The census dataset contains a sample of data for 377 individuals included in the 2000 U.S. census. Load and inspect the dataset, and determine:

how many variables are in the dataset, not including census year and FIPS code
how many categorical variables are in the dataset, not including FIPS code
how many individuals are in the dataset
the youngest and oldest individual in the sample

Then:

construct a histogram of total family incomes with an appropriate amount of binning
determine an appropriate measure of center and explain your choice
determine an appropriate measure of spread; explain your choice and interpret it in context

Solution

# load and inspect dataset

[your answer here]
[your answer here]
[your answer here]

# part d: minimum and maximum age

# part e: histogram of family incomes

# part f: measure of center

# part g: measure of spread

Explanation: [your answer here]
Explanation and interpretation: [your answer here]
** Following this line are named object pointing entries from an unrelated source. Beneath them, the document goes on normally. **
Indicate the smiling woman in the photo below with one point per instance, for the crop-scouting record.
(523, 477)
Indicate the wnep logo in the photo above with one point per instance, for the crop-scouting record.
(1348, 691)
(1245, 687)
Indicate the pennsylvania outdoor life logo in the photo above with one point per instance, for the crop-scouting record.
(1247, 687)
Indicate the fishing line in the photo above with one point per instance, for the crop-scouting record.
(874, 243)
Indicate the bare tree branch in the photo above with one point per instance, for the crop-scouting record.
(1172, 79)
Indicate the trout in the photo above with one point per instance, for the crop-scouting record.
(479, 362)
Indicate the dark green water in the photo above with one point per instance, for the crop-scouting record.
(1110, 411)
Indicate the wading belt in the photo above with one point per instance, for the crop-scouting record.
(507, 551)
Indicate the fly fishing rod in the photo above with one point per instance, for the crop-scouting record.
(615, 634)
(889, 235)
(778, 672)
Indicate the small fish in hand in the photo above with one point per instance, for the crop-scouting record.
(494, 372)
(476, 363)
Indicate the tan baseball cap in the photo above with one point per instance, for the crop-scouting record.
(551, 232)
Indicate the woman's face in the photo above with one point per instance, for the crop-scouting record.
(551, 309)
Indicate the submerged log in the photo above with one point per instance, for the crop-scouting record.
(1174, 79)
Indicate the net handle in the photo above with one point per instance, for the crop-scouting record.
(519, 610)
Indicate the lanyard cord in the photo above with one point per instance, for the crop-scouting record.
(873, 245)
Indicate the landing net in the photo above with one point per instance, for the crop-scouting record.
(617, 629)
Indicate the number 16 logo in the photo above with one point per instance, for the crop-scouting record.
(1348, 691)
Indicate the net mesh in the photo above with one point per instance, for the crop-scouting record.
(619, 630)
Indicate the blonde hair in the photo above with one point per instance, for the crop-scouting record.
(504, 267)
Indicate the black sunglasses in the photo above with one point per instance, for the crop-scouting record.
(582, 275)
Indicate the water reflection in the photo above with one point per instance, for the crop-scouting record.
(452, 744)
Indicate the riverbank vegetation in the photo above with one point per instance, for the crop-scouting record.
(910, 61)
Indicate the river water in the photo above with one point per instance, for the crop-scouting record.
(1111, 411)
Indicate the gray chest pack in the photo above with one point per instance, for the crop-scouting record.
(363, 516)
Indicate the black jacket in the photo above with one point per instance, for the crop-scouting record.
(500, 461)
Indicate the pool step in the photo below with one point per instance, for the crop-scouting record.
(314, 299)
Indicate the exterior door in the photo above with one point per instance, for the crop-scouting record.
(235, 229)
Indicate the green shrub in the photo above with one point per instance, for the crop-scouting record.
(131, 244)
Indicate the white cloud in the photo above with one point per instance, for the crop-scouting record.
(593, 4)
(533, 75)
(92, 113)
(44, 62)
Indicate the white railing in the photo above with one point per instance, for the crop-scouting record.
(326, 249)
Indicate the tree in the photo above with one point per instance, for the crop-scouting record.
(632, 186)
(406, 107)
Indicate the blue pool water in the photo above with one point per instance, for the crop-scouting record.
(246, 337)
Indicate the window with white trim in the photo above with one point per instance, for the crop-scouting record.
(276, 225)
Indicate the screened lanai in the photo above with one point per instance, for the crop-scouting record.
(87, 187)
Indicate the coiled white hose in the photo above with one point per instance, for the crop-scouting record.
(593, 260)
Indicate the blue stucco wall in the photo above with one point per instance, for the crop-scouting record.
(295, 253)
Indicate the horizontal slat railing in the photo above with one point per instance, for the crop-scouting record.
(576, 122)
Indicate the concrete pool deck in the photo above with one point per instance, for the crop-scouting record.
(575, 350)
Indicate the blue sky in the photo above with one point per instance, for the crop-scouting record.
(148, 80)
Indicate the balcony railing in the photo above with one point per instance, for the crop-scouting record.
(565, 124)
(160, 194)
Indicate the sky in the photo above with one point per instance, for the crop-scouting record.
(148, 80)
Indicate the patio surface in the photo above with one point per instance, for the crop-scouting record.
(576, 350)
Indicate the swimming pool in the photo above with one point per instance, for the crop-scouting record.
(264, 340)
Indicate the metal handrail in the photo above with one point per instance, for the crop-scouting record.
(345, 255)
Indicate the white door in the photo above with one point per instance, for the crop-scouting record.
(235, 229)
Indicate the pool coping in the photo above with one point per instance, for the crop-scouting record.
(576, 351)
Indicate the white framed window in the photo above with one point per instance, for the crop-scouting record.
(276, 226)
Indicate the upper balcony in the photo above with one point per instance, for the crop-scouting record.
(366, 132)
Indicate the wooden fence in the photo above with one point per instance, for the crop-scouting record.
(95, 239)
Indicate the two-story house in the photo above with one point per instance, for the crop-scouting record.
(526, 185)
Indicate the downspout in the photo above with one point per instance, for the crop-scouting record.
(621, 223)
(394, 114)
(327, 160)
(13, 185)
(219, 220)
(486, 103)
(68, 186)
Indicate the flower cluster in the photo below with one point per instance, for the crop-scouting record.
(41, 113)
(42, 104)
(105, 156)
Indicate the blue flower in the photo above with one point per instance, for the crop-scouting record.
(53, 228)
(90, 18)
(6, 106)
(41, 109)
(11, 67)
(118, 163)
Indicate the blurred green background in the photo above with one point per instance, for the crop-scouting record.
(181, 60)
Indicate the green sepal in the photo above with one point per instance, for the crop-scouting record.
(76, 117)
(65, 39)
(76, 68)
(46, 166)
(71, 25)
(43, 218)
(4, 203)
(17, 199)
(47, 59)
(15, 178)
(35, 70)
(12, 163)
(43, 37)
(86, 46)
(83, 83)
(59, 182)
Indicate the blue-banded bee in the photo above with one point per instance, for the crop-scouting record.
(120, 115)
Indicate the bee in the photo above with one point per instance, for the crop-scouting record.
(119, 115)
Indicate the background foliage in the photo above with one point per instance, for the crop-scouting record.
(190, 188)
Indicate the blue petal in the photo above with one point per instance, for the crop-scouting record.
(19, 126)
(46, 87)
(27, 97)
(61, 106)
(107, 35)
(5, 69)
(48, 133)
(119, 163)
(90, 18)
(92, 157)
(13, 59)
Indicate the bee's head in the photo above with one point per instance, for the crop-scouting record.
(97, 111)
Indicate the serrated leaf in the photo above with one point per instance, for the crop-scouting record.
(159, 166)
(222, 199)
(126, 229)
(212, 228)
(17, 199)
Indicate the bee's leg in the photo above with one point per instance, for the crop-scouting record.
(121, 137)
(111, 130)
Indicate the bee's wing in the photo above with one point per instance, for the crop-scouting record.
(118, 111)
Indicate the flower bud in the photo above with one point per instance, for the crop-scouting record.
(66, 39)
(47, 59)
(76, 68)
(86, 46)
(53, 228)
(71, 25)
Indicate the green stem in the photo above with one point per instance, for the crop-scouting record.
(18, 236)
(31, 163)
The cdc.samp dataset in the oibiostat package contains a sample of data for 60 individuals surveyed by the CDC’s Behavioral Risk Factors Surveillance System (BRFSS). Use the provided commands to load the dataset and then inspect it the usual way. Notice that several of the variables are 1’s and 0’s. Use the provided command ?oibiostat::cdc.samp to view the data documentation.
1. What do the values (1’s and 0’s) mean in the exerany variable?
2. What proportion of the sample are men? What proportion are women?
3. For each general health category, find the proportion of respondents who rated themselves in that category.
4. How many of the respondents have health coverage? (Hint: sum(x) will add up the values in a vector x; adding up a collection of 1’s and 0’s is equivalent to counting the number of 1’s.)
5. What percentage of the respondents have health coverage?

Solution

# load data
data('cdc.samp', package = 'oibiostat')

# check documentation
?oibiostat::cdc.samp

# part b: proportions of men and women

# part c: proportions of respondents in each general health category

# part d: number of respondents with health coverage

# part e: percentage of respondents with health coverage